Confrontée à un ennemi protéiforme, aux interactions multiples dans les champs physiques comme immatériels, et à la complexité du milieu humain et physique, au sol, sous le sol et dans l’espace proche du sol, la composante aéroterrestre, appuyée par les autres composantes, façonne son adversaire, pour le neutraliser ou le détruire, en intégrant les effets cinétiques et non-cinétiques pour opérer dans toutes les dimensions et dans les champs immatériels (cyberespace, électromagnétique et informationnel).

Considérant les conditions et principes d’engagement des forces terrestres, la mise en œuvre de ces modes d’actions implique l’application du principe de subsidiarité à tous les niveaux de commandement, pour permettre aux échelons subordonnés de saisir les opportunités et d’agir de manière autonome en cas de neutralisation de l’échelon de commandement supérieur ou de rupture (volontaire ou subie) des communications. Cette subsidiarité, appuyée par la résilience des systèmes d’informations et des structures de commandement, repose sur la compréhension de l’intention de l’échelon supérieur et l’intégration de la manœuvre dans l’action globale. Les structures de commandement adoptées permettent ainsi une manœuvre d’ensemble cohérente à tous les niveaux et entre tous les niveaux. Elles s’appuient sur l’impératif de disposer pour un volume de forces considéré, de responsabilités de conception, de planification/conduite ainsi que de capacités d’exécution adéquates et distribuées jusqu’aux plus bas échelons.

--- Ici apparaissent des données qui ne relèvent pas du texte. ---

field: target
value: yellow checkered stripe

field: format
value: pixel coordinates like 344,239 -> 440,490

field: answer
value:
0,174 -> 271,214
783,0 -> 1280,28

Dans cette logique, le corps d’armée conçoit et garantit la cohérence de la manœuvre dans le temps, et facilite l’engagement. La division est consacrée en tant que premier niveau de manœuvre complet : il conçoit la manœuvre aéroterrestre et peut prendre le rôle d’intégrateur et de synchronisation en l’absence d’un corps. La brigade interarmes, premier niveau d’interopérabilité multinationale, conçoit et conduit les actions de contact. Le groupement tactique interarmes et le sous groupement tactique interarmes exécutent la manœuvre interarmes. En complément, le combat collaboratif introduit par SCORPION apportera rapidité de décision et d’exécution, concentration des effets et dispersion, gage de protection. L’imprévisibilité sera au cœur de la conception de la manœuvre aéroterrestre et mise en œuvre à travers la saturation et la déception.     

Pour l’armée de Terre, il s’agit in fine de prendre l’ascendant sur ses compétiteurs dans tous les champs de la confrontation, qu’ils soient physiques, virtuels ou cognitifs en combinant notamment masse, technologie et agilité manœuvrière. Une telle ambition repose sur la poursuite de la modernisation de ses capacités de combat, en investissant simultanément dans les nouvelles technologies et les forces morales, cœur de la résilience des forces terrestres.

[1] Brigades blindées de décisions, brigades médianes et amphibie, brigades d’urgence parachutiste et montagne – grand froid, brigade d’aérocombat, brigade franco-allemande.